FeaturedKalam Se

Why Aarey Forest Is Still In Danger?

The Amazon rainforests are called the “lungs of the world”; similarly, Aarey Forest is known as the “last green lung” of Mumbai.

The 1300 hectare forest land of Aarey Milk Colony lies in the heart of the bustling metropolitan city of Mumbai and is one of the last few patches of greenery left along with Sanjay Gandhi National Park (SGNP).

It is a biodiversity-rich area hosting a wide array of flora, fauna, and is home for the leopards. However, due to rapid urbanisation, encroachment, indiscriminate felling of trees, have jeopardised the present and would likely have long-term effects on the future.

Story of Aarey Forest so far:

On June 6, 2019, 40 hectares of forest was cleared by the government to expand the Byculla zoo facilitating it with night safari.

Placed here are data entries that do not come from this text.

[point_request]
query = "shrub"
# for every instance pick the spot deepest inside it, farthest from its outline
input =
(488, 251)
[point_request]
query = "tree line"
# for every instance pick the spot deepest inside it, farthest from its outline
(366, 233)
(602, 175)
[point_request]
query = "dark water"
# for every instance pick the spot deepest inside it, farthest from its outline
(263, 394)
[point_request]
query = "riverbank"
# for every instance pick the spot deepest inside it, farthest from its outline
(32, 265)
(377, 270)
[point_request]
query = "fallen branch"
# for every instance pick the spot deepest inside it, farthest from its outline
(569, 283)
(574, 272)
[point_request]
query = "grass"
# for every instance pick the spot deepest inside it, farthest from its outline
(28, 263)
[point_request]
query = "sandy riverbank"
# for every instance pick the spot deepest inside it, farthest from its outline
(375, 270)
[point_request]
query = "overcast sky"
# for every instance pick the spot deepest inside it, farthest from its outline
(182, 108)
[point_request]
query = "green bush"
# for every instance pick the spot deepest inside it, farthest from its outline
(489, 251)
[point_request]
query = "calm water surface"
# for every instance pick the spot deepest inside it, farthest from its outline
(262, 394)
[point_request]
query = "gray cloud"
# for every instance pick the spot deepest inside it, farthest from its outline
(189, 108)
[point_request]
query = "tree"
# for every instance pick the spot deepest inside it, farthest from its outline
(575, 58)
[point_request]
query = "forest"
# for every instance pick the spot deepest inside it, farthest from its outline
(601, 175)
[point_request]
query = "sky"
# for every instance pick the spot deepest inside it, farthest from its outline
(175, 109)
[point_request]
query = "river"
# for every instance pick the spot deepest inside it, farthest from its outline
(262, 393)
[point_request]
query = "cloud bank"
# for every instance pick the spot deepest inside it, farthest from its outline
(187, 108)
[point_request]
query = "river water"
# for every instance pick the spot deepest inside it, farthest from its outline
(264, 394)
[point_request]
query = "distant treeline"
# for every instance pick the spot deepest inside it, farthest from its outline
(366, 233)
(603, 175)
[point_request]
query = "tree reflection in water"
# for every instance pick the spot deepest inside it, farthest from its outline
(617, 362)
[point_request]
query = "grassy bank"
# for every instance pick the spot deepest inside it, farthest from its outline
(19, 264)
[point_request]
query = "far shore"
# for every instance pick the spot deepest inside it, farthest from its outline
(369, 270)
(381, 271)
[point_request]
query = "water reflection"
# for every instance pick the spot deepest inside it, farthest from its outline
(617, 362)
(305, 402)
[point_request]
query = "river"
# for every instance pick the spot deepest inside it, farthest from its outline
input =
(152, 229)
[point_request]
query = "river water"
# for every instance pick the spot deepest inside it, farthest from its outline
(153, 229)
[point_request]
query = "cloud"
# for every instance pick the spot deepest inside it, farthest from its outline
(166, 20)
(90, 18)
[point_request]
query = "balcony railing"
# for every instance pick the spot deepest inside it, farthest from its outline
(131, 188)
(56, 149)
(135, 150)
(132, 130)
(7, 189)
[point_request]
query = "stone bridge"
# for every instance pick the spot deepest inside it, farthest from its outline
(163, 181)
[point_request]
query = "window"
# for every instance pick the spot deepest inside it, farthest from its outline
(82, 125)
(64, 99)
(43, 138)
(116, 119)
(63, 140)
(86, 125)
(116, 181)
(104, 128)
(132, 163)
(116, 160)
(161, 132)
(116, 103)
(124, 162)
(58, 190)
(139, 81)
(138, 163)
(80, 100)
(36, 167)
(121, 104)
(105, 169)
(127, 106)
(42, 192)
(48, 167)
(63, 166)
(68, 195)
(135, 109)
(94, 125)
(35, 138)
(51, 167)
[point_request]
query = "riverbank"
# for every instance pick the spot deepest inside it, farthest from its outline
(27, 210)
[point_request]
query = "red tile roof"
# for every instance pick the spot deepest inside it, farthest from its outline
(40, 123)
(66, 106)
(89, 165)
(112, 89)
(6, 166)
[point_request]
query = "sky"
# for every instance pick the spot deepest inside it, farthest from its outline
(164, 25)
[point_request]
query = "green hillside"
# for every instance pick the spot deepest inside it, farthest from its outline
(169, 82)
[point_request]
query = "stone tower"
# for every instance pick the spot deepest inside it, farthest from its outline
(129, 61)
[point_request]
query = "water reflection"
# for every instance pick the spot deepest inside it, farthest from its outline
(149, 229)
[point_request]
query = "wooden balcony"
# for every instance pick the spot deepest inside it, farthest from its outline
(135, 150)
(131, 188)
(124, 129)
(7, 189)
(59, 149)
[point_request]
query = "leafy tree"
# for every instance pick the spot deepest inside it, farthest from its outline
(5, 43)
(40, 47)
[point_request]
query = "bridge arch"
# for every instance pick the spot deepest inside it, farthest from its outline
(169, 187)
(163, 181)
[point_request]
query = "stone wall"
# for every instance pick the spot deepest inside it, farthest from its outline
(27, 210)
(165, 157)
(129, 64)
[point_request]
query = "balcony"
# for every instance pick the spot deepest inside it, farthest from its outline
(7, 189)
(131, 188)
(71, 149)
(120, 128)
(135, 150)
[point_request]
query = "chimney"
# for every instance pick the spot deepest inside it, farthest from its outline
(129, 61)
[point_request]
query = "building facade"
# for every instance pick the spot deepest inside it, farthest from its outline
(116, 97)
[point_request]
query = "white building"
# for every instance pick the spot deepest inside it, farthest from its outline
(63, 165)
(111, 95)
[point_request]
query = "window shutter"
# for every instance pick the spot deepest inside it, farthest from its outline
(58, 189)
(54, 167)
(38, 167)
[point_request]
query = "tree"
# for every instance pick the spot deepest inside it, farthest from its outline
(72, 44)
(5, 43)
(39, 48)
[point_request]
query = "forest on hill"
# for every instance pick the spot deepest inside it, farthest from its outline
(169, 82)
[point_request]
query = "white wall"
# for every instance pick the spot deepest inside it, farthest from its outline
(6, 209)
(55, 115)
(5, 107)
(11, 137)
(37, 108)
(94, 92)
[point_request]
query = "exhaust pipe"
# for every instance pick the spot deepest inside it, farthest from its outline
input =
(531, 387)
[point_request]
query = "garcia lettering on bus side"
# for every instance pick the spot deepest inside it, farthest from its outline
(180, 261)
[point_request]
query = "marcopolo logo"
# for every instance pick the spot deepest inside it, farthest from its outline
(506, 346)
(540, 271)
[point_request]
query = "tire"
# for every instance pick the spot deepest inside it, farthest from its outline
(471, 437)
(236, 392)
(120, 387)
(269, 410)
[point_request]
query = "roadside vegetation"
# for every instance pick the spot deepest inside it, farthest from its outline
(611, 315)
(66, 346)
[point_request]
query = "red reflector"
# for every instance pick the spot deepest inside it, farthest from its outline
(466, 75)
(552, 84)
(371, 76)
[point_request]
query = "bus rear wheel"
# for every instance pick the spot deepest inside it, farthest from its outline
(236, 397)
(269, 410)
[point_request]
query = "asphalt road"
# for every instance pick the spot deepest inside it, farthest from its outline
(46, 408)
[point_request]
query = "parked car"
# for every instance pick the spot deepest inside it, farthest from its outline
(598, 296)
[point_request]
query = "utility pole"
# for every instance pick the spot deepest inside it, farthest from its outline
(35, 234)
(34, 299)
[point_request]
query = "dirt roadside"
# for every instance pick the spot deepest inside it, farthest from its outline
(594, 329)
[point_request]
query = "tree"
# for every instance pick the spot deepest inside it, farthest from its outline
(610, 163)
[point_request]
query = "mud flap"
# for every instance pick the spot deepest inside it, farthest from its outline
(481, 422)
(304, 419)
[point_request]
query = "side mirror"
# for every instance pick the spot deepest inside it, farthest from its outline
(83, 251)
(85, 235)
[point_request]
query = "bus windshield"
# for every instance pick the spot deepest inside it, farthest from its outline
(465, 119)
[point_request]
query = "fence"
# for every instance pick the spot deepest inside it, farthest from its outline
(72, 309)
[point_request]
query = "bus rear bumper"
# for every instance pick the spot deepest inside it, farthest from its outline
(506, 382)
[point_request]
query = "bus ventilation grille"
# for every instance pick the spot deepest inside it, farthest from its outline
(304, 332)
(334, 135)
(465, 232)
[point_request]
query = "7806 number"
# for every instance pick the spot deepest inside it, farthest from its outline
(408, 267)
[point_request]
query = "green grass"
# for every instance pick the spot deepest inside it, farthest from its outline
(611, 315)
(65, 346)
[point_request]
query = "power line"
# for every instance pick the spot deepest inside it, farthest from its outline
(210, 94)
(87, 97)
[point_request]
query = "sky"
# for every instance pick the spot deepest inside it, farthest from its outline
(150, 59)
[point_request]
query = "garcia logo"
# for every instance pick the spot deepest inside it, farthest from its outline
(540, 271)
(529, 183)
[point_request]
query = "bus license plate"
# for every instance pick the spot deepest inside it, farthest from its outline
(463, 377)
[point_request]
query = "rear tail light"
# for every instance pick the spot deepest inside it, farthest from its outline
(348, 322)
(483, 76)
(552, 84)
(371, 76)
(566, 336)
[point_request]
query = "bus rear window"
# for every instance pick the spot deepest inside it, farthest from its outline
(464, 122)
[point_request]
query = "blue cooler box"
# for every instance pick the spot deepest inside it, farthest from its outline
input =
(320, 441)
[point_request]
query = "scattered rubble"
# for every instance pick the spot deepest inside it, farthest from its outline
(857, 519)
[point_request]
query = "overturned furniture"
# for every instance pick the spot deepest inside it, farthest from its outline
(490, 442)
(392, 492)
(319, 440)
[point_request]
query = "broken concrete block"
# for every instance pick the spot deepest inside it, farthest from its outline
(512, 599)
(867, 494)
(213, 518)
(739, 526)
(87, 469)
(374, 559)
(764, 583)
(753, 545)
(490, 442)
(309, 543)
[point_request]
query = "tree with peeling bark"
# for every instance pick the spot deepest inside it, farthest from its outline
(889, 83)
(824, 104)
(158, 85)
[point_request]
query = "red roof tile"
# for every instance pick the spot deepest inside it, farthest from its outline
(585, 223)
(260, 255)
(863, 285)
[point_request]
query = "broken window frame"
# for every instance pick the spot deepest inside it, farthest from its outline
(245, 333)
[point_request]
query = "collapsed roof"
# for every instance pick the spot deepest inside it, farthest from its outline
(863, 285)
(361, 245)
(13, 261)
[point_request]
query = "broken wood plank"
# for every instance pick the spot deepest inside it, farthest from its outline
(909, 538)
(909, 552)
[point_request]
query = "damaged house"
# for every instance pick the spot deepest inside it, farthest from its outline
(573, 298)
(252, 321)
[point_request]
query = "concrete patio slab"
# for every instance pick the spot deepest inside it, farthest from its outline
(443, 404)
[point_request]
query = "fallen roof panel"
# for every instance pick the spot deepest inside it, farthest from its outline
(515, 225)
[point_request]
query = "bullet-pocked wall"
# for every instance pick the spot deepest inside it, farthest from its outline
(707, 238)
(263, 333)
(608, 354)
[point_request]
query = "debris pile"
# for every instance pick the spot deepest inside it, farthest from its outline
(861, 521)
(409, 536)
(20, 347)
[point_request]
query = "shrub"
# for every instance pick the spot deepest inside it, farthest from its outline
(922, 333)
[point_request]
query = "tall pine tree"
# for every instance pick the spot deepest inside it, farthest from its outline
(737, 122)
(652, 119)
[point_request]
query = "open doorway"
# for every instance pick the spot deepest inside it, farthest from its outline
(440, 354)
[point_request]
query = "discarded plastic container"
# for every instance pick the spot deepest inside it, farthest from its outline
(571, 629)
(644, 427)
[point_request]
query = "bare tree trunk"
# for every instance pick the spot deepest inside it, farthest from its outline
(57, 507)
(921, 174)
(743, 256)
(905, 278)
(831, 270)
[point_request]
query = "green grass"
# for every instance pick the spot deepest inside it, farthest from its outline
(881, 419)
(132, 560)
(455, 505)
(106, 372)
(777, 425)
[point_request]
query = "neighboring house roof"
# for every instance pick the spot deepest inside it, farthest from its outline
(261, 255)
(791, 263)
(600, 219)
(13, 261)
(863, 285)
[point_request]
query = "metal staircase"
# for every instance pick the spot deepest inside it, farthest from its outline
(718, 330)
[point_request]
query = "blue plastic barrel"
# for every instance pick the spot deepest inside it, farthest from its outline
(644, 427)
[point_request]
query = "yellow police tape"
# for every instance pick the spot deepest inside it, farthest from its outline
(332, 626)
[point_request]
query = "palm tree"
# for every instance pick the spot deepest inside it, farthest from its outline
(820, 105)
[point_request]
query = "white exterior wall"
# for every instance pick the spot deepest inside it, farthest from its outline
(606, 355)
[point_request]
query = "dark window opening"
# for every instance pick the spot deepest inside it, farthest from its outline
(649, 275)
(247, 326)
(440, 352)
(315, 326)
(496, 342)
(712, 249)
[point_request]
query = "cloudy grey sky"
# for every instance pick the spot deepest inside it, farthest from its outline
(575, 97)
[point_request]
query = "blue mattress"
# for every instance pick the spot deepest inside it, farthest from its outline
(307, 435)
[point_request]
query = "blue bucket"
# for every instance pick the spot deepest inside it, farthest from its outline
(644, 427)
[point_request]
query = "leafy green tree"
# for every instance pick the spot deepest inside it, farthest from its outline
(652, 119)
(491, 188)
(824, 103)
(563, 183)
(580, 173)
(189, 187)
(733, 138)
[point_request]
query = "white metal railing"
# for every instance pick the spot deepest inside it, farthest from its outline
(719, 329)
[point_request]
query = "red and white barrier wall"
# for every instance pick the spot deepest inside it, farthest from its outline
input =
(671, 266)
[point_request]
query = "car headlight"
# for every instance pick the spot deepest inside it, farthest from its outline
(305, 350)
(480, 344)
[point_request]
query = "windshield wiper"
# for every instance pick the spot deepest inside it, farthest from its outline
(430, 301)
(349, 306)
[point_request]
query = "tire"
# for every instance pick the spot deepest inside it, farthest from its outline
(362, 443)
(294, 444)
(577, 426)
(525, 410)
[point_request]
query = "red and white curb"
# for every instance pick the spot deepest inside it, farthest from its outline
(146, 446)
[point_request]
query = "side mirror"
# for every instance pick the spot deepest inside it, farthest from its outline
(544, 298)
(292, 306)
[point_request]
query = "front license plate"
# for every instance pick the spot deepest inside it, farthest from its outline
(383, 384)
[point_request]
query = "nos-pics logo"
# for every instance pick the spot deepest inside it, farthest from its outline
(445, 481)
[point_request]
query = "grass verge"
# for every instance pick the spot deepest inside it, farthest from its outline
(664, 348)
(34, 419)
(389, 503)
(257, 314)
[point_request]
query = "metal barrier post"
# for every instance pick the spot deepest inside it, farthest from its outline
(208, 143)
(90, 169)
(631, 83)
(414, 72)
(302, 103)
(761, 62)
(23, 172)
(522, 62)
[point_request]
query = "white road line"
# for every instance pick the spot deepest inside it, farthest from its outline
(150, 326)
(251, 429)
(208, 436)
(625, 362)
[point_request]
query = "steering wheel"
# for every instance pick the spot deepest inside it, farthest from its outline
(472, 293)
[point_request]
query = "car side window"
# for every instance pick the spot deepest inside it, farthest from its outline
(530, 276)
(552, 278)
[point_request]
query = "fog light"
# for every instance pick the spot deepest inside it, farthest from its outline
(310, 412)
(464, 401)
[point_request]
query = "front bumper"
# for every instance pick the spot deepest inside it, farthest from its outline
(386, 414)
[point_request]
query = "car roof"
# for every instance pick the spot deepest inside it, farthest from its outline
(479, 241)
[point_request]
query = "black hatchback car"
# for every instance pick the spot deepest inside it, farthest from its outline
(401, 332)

On the other hand, Brihanmumbai Municipal Corporation’s (BMC) Tree Authority had given clearance to Mumbai Metro Rail Corporation Limited (MMRCL), operating directly under the former CM Devendra Fadnavis, to cut down and transplant 2,646 trees for the construction of Mumbai’s new metro railway.

The Mumbai Metro project is 33.5 km underground plan which has been vehemently opposed by thousands of Mumbaikars, including actors, social workers, NGOs, environmental activists, and politicians.

According to sources, “The northern end of Line 3 of the Mumbai metro, which will link Colaba, the city’s southern tip, with the Santacruz Electronic Export Processing Zone (SEEPZ), a special economic zone in the western suburb, is located in Aarey.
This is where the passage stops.